In 2022, in the midst of a recession, record inflation, and a tumbling stock market, a corporate ideology known by the acronym ESG emerged from obscurity to become a headline topic. It has been called everything from a risk-management tool and a movement for a cleaner, more just world, to a “con,” a “fraud,” and even—in an Elon Musk tweet—“the devil incarnate.”

The term itself is opaque; ESG brings environmental, social, and governance causes together under one umbrella. The environmental component includes things like transitioning from fossil fuels to wind and solar energy, and from gasoline-powered cars to electric vehicles.

The social component includes racial and gender equity, diversity training for employees, economic equity, and gun control. The governance component focus on how companies are run and includes racial and gender quotas for corporate boards, management, and staff, and—in the case of Exxon—putting green energy advocates on the board.

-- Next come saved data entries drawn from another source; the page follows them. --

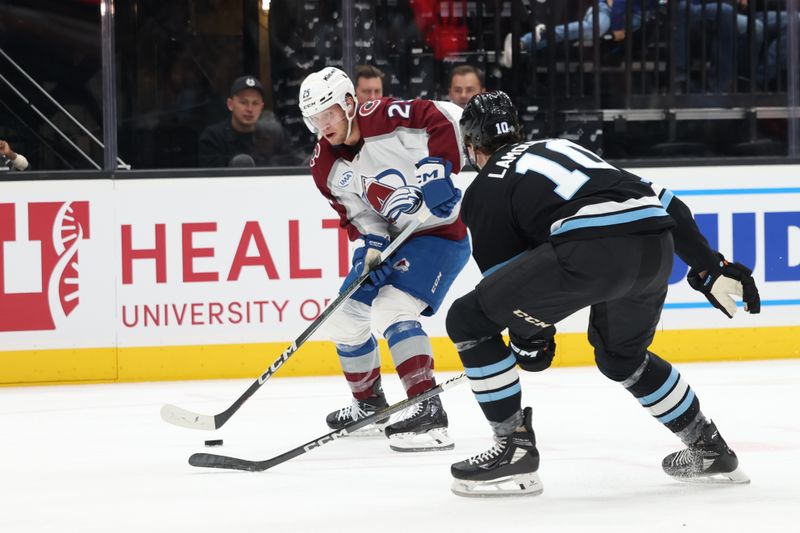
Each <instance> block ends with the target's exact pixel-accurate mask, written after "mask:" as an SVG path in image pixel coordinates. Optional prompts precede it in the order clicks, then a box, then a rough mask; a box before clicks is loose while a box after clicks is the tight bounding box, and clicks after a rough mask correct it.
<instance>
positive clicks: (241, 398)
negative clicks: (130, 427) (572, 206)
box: [161, 207, 431, 430]
mask: <svg viewBox="0 0 800 533" xmlns="http://www.w3.org/2000/svg"><path fill="white" fill-rule="evenodd" d="M430 216H431V213H430V211H428V209H426V208H425V207H423V208H422V212H421V213H420V214H419V216H417V218H416V220H414V221H413V222H412V223H411V224H409V225H408V226H407V227H406V229H404V230H403V231H402V232H401V233H400V234H399V235H398V236H397V237H395V238H394V239H393V240H392V242H391V243H389V246H387V247H386V249H385V250H383V251H382V252H381V263H383V262H384V261H386V260H387V259H388V258H389V256H390V255H392V254H393V253H394V252H395V251H396V250H397V248H399V247H400V245H401V244H403V243H404V242H405V241H406V240H407V239H408V238H409V237H410V236H411V234H412V233H414V231H416V229H417V228H418V227H419V226H420V225H421V224H422V223H423V222H425V221H426V220H427V219H428V217H430ZM367 278H369V271H367V272H364V273H363V274H361V276H359V277H358V279H356V280H355V281H354V282H353V283H351V284H350V286H348V287H347V288H346V289H345V290H344V292H342V293H341V294H340V295H339V296H338V297H337V298H336V299H335V300H334V301H332V302H331V303H330V304H329V305H328V307H326V308H325V310H324V311H323V312H322V314H320V315H319V316H318V317H317V319H316V320H314V322H312V323H311V325H309V326H308V327H307V328H306V329H305V331H303V333H301V334H300V336H299V337H297V338H296V339H295V340H294V342H292V344H290V345H289V347H288V348H286V349H285V350H284V351H283V353H282V354H281V355H280V357H278V358H277V359H276V360H275V361H273V363H272V364H271V365H269V368H267V369H266V370H265V371H264V372H263V373H262V374H261V375H260V376H258V379H256V380H255V381H254V382H253V383H252V384H251V385H250V387H248V389H247V390H246V391H244V394H242V395H241V396H239V398H237V400H236V401H235V402H233V404H232V405H231V406H230V407H228V408H227V409H225V410H224V411H222V412H221V413H218V414H216V415H203V414H199V413H193V412H192V411H188V410H186V409H183V408H182V407H178V406H176V405H170V404H166V405H164V406H163V407H162V408H161V418H163V419H164V421H165V422H169V423H170V424H174V425H176V426H182V427H185V428H190V429H205V430H214V429H219V428H221V427H222V426H223V425H224V424H225V422H227V421H228V419H230V417H231V416H233V413H235V412H236V411H238V410H239V408H240V407H241V406H242V405H243V404H244V402H246V401H247V399H248V398H250V396H252V395H253V394H254V393H255V392H256V391H257V390H258V389H260V388H261V386H262V385H263V384H264V383H266V381H267V380H268V379H269V378H271V377H272V375H273V374H275V372H277V371H278V369H279V368H280V367H282V366H283V364H284V363H285V362H286V361H288V360H289V358H290V357H291V356H292V355H293V354H294V353H295V352H296V351H297V349H298V348H300V346H302V345H303V343H305V342H306V341H307V340H308V338H309V337H311V335H313V334H314V332H315V331H317V329H318V328H319V327H320V326H321V325H322V324H323V323H324V322H325V321H326V320H328V318H330V316H331V315H333V313H335V312H336V310H337V309H339V308H340V307H341V306H342V304H344V302H346V301H347V299H348V298H350V296H351V295H352V294H353V293H354V292H356V290H357V289H358V288H359V287H361V285H362V284H363V283H364V281H366V280H367Z"/></svg>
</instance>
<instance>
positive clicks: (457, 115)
mask: <svg viewBox="0 0 800 533" xmlns="http://www.w3.org/2000/svg"><path fill="white" fill-rule="evenodd" d="M300 110H301V111H302V114H303V118H304V120H305V122H306V124H307V125H308V127H309V129H311V131H313V132H315V133H316V134H317V136H318V138H319V142H318V143H317V145H316V146H315V148H314V153H313V155H312V157H311V160H310V166H311V173H312V175H313V177H314V181H315V183H316V185H317V187H318V188H319V190H320V192H321V193H322V194H323V195H324V196H325V198H327V199H328V201H329V202H330V204H331V206H332V207H333V208H334V209H335V210H336V212H337V213H338V214H339V217H340V219H341V226H342V227H343V228H345V229H346V230H347V232H348V234H349V236H350V239H351V240H357V239H358V240H359V241H360V244H361V246H360V247H359V248H357V249H356V251H355V252H354V254H353V258H352V270H351V271H350V273H349V274H348V276H347V278H346V279H345V280H344V284H343V285H342V289H344V288H345V287H347V286H349V285H350V284H351V283H352V282H353V281H354V280H355V279H357V278H358V276H359V275H360V274H362V273H363V272H366V271H367V270H371V272H370V279H369V280H368V281H367V282H365V283H364V285H362V287H361V288H359V290H358V291H356V292H355V293H354V295H353V296H352V297H351V298H350V299H349V300H348V301H347V302H346V303H345V304H344V305H343V307H342V309H340V310H339V312H337V313H336V314H335V315H333V316H332V317H331V319H330V320H329V322H328V323H327V324H326V332H327V333H328V335H329V336H330V338H331V340H332V341H333V342H334V343H335V344H336V351H337V353H338V355H339V361H340V363H341V366H342V370H343V371H344V376H345V379H346V380H347V382H348V385H349V386H350V389H351V392H352V395H353V400H352V403H351V405H348V406H346V407H344V408H342V409H339V410H337V411H334V412H333V413H331V414H330V415H328V417H327V420H326V422H327V424H328V425H329V426H330V427H331V428H333V429H338V428H341V427H344V426H345V425H347V424H348V423H350V422H351V421H353V420H357V419H359V418H361V417H364V416H366V415H368V414H371V413H374V412H375V411H376V410H379V409H380V408H382V407H385V406H386V405H387V401H386V398H385V396H384V393H383V390H382V388H381V374H380V356H379V353H378V343H377V341H376V338H375V336H374V335H373V331H375V332H377V333H379V334H381V335H383V336H384V337H385V338H386V340H387V342H388V344H389V349H390V351H391V355H392V360H393V361H394V364H395V368H396V369H397V373H398V375H399V376H400V380H401V382H402V383H403V387H404V388H405V390H406V394H407V395H408V396H409V397H411V396H414V395H416V394H419V393H421V392H424V391H426V390H428V389H430V388H432V387H433V386H434V376H433V353H432V348H431V343H430V340H429V338H428V336H427V334H426V333H425V331H424V330H423V329H422V326H421V324H420V322H419V318H420V315H432V314H433V313H435V312H436V311H437V309H438V308H439V306H440V305H441V302H442V300H443V298H444V296H445V294H446V293H447V291H448V289H449V288H450V286H451V284H452V282H453V280H454V279H455V277H456V276H457V275H458V273H459V272H460V271H461V269H462V268H463V267H464V265H465V264H466V262H467V260H468V259H469V256H470V248H469V241H468V238H467V234H466V228H465V226H464V224H463V223H462V222H461V220H460V219H459V217H458V212H459V204H460V197H461V194H460V191H458V194H457V195H455V196H453V197H452V198H449V199H448V201H447V202H446V205H443V206H442V207H441V209H443V210H444V212H447V213H448V215H447V216H446V217H444V218H440V217H438V216H433V217H430V218H428V220H427V221H426V222H424V223H423V224H421V225H420V226H419V228H418V229H417V230H416V232H415V233H414V234H413V235H412V236H411V237H410V238H409V239H408V240H407V241H406V242H405V243H404V244H403V245H402V246H400V247H399V248H398V250H397V252H396V253H394V254H393V255H392V257H391V258H390V259H388V260H387V261H386V262H384V263H383V264H381V265H379V264H377V262H378V261H379V258H380V253H381V251H382V250H383V249H385V248H386V247H387V246H388V244H389V242H390V241H391V240H392V239H393V238H394V237H396V236H397V235H398V234H399V233H400V232H402V230H403V229H404V228H405V227H406V226H408V225H409V224H411V223H412V222H413V221H414V220H415V219H416V218H417V215H418V212H419V210H420V209H421V208H423V204H424V203H426V202H425V200H426V195H428V197H427V199H428V200H430V194H432V193H431V192H429V191H430V189H431V188H430V187H429V186H427V185H429V183H426V178H425V176H430V175H432V174H433V173H436V174H437V175H438V176H440V177H447V176H449V175H450V173H451V172H452V173H457V172H458V171H460V169H461V165H462V163H463V161H462V157H463V156H462V154H463V150H462V146H461V135H460V133H459V129H458V120H459V118H460V116H461V109H460V108H458V107H457V106H455V105H453V104H449V103H447V102H434V101H430V100H411V101H405V100H396V99H392V98H380V99H377V100H372V101H369V102H365V103H363V104H361V105H359V103H358V101H357V100H356V97H355V90H354V87H353V83H352V81H351V80H350V78H349V77H348V76H347V75H346V74H345V73H344V72H342V71H341V70H339V69H337V68H333V67H328V68H325V69H322V70H320V71H319V72H315V73H312V74H310V75H309V76H308V77H307V78H306V79H305V80H304V81H303V84H302V85H301V87H300ZM427 203H428V204H431V205H433V204H432V203H431V202H430V201H429V202H427ZM431 211H432V213H433V214H434V215H441V214H442V211H440V210H437V208H436V207H435V206H434V208H433V209H431ZM385 424H386V421H384V423H383V424H382V425H381V427H382V426H383V425H385ZM384 429H385V434H386V436H387V437H388V438H389V440H390V447H391V448H392V449H394V450H397V451H422V450H429V449H450V448H452V447H453V441H452V440H451V439H450V437H449V436H448V434H447V415H446V413H445V411H444V409H443V408H442V404H441V400H440V399H439V398H438V397H434V398H432V399H430V400H426V401H424V402H421V403H419V404H417V405H416V406H415V408H414V410H413V411H412V412H411V413H410V414H409V416H408V417H407V418H405V419H403V420H401V421H399V422H396V423H394V424H391V425H388V426H386V427H385V428H384Z"/></svg>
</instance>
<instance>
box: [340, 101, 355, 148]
mask: <svg viewBox="0 0 800 533" xmlns="http://www.w3.org/2000/svg"><path fill="white" fill-rule="evenodd" d="M350 97H351V98H352V99H353V116H352V117H351V116H350V115H349V114H348V112H347V108H344V109H343V111H344V116H345V118H346V119H347V135H345V136H344V140H345V141H347V139H349V138H350V132H351V131H353V120H354V119H355V118H356V113H357V112H358V100H357V99H356V97H355V96H354V95H352V94H351V95H350Z"/></svg>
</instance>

The Origins of ESG Ideology

The ESG movement is a derivative of the United Nations Sustainable Development Goals (SDGs). There are 17 SDGs in all, ranging from “no poverty, zero hunger, and good health” to “responsible consumption and production” and “peaceful and inclusive societies for sustainable development.”

In 2019, the World Economic Forum (WEF), an annual gathering of the world’s most powerful political and corporate leaders in Davos, Switzerland, signed a strategic partnership with the U.N. to advance the SDGs throughout the corporate sector. Led by founder and chairman, Klaus Schwab, the WEF issued the “Davos Manifesto 2020: The Universal Purpose of a Company in the Fourth Industrial Revolution.”

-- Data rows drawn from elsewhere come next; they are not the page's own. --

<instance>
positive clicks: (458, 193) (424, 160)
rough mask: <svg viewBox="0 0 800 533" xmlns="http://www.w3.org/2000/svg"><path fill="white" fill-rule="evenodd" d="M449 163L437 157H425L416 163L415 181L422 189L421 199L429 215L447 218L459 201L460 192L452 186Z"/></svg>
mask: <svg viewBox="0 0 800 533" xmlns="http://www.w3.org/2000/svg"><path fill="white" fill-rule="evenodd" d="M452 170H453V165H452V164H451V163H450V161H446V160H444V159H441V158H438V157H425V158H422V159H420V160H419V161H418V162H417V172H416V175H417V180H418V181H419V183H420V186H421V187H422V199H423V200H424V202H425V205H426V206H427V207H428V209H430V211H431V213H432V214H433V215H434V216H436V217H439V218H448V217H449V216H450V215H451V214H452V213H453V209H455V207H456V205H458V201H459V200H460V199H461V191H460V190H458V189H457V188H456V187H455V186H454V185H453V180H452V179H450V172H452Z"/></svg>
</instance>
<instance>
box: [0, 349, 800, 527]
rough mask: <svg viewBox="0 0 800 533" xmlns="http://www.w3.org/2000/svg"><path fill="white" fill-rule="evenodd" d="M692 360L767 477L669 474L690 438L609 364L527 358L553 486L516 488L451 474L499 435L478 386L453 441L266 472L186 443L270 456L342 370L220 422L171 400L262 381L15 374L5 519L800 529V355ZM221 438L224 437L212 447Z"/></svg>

The manifesto declared that “a company is more than an economic unit generating wealth. It fulfills human and societal aspirations as part of the broader social system.”

During the annual meeting, Schwab told the gathered corporate executives and world leaders, “Let’s be clear, the future is not just happening; the future is built by us, by a powerful community here in this room. We have the means to improve the status of the world.”